Google BigQuery Sink Connector allows you to continuously store the data from your Kafka Topics in Google BigQuery. In this guide, we will walk you through creating a Google BigQuery Sink Connector.

Get Started

Create a Kafka Cluster

If you do not have a Kafka cluster and/or topic already, follow these steps to create one.

Prepare the Google BigQuery Environment

If you already have a Google BigQuery environment with the following information, skip this step and continue from the Create The Connector section.

  • project name
  • a data set
  • an associated google service account with permission to modify the google big query dataset.

Go to Google Cloud BigQuery. Create or select a project. Note that this project name will be used later to configure the connector.

Create a dataset for the project. Note that this dataset name will be used later to configure the connector.

Default configurations should be fine for this guide.

Next, we will create a service account which later we will connect to this project. Go to Google Cloud Console, then “IAM & admin” and “Service accounts”

Click on “Create Service Account”.

Give a name to your service account.

Configure permissions for the service account. To keep it simple, we will make this service account “Owner” to allow everything. You may want to be more specific.

The rest of the config can be left empty. After creating the service account, we will go to its settings to attach a key to it. Go to the “Actions” tab, and select “Manage keys”.

Then create a new key, if you don’t have one already. We will select the “JSON” key type as recommended.

We will use the content of this JSON file when creating the connector. For reference it should look something like this:

{
  "type": "service_account",
  "project_id": "bigquerysinkproject",
  "private_key_id": "b5e8b29ed62171aaaa2b5045f04826635bcf78c4",
  "private_key": "-----BEGIN PRIVATE A_LONG_PRIVATE_KEY_WILL_BE_HERE PRIVATE KEY-----\n",
  "client_email": "serviceforbigquerysink@bigquerysinkproject.iam.gserviceaccount.com",
  "client_id": "109444138898162952667",
  "auth_uri": "https://accounts.google.com/o/oauth2/auth",
  "token_uri": "https://oauth2.googleapis.com/token",
  "auth_provider_x509_cert_url": "https://www.googleapis.com/oauth2/v1/certs",
  "client_x509_cert_url": "https://www.googleapis.com/robot/v1/metadata/x509/serviceforbigquerysink%40bigquerysinkproject.iam.gserviceaccount.com"
}

Then we need to give permission to this service account from the dataset that we created. From BigQuery Console go to your dataset settings and click share.

The “Dataset Permissions” view will open. Click to “Add Principal” We will add the service account we have created as a principal here. And we will assign the “Owner” role to it to make this example simple. You may want to be more specific here.

With this step, the BigQuery dataset should be ready to use with the connector.

Create the Connector

Go to the Connectors tab, and create your first connector by clicking the New Connector button.

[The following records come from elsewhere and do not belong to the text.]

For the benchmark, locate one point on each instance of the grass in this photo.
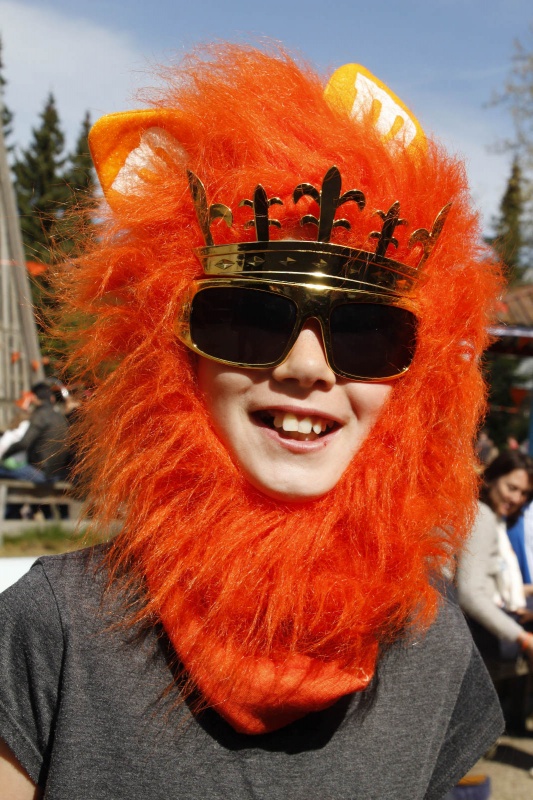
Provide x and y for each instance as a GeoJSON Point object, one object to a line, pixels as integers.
{"type": "Point", "coordinates": [40, 541]}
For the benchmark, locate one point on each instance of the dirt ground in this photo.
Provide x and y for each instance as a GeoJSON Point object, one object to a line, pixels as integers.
{"type": "Point", "coordinates": [510, 769]}
{"type": "Point", "coordinates": [510, 766]}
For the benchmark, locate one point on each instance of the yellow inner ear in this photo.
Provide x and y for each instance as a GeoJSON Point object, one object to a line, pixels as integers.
{"type": "Point", "coordinates": [354, 89]}
{"type": "Point", "coordinates": [113, 137]}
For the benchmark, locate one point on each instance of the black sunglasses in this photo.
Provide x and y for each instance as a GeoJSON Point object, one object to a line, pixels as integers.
{"type": "Point", "coordinates": [254, 324]}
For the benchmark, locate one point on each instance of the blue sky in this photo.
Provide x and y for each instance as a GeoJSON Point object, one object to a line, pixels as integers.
{"type": "Point", "coordinates": [444, 58]}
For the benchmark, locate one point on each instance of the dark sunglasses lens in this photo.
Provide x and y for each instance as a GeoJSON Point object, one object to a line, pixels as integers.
{"type": "Point", "coordinates": [372, 341]}
{"type": "Point", "coordinates": [243, 326]}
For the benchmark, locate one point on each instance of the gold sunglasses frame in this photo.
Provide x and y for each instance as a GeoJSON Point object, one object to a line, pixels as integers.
{"type": "Point", "coordinates": [313, 301]}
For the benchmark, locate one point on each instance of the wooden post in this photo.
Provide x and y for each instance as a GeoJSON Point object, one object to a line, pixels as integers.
{"type": "Point", "coordinates": [20, 355]}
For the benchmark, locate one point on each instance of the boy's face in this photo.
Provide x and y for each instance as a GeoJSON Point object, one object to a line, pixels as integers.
{"type": "Point", "coordinates": [255, 414]}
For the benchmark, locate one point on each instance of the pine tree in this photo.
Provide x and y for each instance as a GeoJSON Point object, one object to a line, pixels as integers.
{"type": "Point", "coordinates": [6, 116]}
{"type": "Point", "coordinates": [79, 178]}
{"type": "Point", "coordinates": [508, 240]}
{"type": "Point", "coordinates": [501, 370]}
{"type": "Point", "coordinates": [79, 173]}
{"type": "Point", "coordinates": [517, 96]}
{"type": "Point", "coordinates": [41, 190]}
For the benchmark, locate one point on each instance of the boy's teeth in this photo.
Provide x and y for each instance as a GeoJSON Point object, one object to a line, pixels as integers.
{"type": "Point", "coordinates": [290, 423]}
{"type": "Point", "coordinates": [305, 425]}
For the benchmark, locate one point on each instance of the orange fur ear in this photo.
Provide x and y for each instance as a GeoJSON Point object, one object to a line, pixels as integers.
{"type": "Point", "coordinates": [354, 89]}
{"type": "Point", "coordinates": [126, 146]}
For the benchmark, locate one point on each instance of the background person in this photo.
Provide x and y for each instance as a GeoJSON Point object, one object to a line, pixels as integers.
{"type": "Point", "coordinates": [45, 442]}
{"type": "Point", "coordinates": [489, 582]}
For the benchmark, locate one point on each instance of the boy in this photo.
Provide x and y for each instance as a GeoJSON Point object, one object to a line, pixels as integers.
{"type": "Point", "coordinates": [283, 317]}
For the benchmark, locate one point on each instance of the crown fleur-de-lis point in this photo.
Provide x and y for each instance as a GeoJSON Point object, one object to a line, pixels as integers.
{"type": "Point", "coordinates": [260, 204]}
{"type": "Point", "coordinates": [428, 239]}
{"type": "Point", "coordinates": [328, 200]}
{"type": "Point", "coordinates": [206, 214]}
{"type": "Point", "coordinates": [386, 237]}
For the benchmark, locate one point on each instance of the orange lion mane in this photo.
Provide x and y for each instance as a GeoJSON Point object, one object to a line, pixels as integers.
{"type": "Point", "coordinates": [333, 577]}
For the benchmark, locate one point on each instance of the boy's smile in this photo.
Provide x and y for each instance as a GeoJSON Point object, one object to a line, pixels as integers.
{"type": "Point", "coordinates": [293, 429]}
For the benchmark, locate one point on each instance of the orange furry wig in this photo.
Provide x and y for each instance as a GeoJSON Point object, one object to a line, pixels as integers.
{"type": "Point", "coordinates": [245, 584]}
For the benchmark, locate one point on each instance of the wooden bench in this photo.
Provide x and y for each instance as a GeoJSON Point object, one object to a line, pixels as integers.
{"type": "Point", "coordinates": [52, 495]}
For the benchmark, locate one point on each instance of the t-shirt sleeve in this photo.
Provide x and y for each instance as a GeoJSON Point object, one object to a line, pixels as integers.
{"type": "Point", "coordinates": [31, 654]}
{"type": "Point", "coordinates": [475, 725]}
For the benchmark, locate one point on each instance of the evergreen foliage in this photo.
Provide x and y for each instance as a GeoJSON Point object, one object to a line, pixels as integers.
{"type": "Point", "coordinates": [41, 190]}
{"type": "Point", "coordinates": [6, 116]}
{"type": "Point", "coordinates": [518, 97]}
{"type": "Point", "coordinates": [52, 187]}
{"type": "Point", "coordinates": [505, 419]}
{"type": "Point", "coordinates": [509, 240]}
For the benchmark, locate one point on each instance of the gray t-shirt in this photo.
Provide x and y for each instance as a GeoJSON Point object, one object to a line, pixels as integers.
{"type": "Point", "coordinates": [86, 708]}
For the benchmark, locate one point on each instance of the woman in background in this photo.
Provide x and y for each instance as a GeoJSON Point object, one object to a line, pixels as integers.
{"type": "Point", "coordinates": [489, 582]}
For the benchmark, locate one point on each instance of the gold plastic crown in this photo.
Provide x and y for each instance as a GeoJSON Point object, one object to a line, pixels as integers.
{"type": "Point", "coordinates": [319, 261]}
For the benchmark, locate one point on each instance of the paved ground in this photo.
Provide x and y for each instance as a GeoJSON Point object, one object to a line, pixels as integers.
{"type": "Point", "coordinates": [510, 769]}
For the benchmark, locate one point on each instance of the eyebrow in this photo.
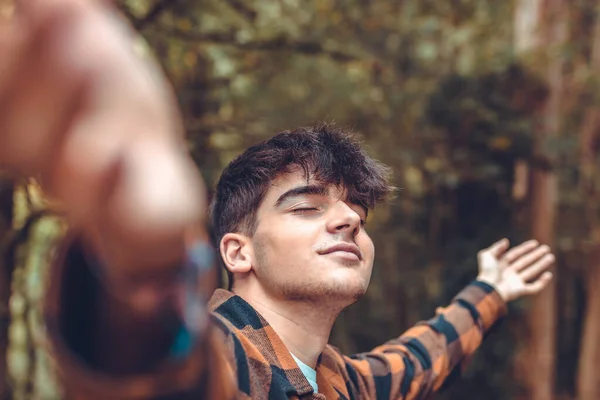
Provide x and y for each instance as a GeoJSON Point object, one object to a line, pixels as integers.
{"type": "Point", "coordinates": [307, 190]}
{"type": "Point", "coordinates": [318, 190]}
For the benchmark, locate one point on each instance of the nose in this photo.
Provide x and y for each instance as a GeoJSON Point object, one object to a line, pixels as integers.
{"type": "Point", "coordinates": [343, 219]}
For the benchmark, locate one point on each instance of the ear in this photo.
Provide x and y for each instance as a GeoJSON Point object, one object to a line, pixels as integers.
{"type": "Point", "coordinates": [236, 252]}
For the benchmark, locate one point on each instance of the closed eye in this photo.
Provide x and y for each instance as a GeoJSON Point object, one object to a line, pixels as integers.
{"type": "Point", "coordinates": [304, 209]}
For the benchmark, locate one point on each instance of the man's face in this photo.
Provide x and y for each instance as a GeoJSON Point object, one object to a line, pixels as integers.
{"type": "Point", "coordinates": [310, 243]}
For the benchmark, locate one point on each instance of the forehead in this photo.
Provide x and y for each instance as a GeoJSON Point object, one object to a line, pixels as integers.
{"type": "Point", "coordinates": [296, 178]}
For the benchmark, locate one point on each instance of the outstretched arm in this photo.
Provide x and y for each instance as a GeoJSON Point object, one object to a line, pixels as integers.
{"type": "Point", "coordinates": [419, 362]}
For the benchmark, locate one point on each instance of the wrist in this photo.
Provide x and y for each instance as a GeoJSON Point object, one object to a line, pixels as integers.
{"type": "Point", "coordinates": [495, 285]}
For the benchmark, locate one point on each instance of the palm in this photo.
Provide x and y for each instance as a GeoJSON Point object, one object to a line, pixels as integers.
{"type": "Point", "coordinates": [519, 271]}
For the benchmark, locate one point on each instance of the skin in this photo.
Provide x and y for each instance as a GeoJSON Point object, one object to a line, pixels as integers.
{"type": "Point", "coordinates": [107, 133]}
{"type": "Point", "coordinates": [282, 271]}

Choose your connector as Google BigQuery Sink Connector

Enter the required properties.

Note that the Google BigQuery Connector expects the data to have a schema. That is why we choose JsonConvertor with schema included. Alternatively AvroConvertor with SchemaRegistry can be used as well.

The advanced screen is for any other configuration that the selected connector supports. At the top of this screen, you can find a link to related documentation. We can proceed with what we have and click the Connect button directly.

Congratulations! You have created a Google BigQuery Sink Connector.

As you put data into your selected topics, the data will be written into Google BigQuery. You can view it from the Google BigQuery Console.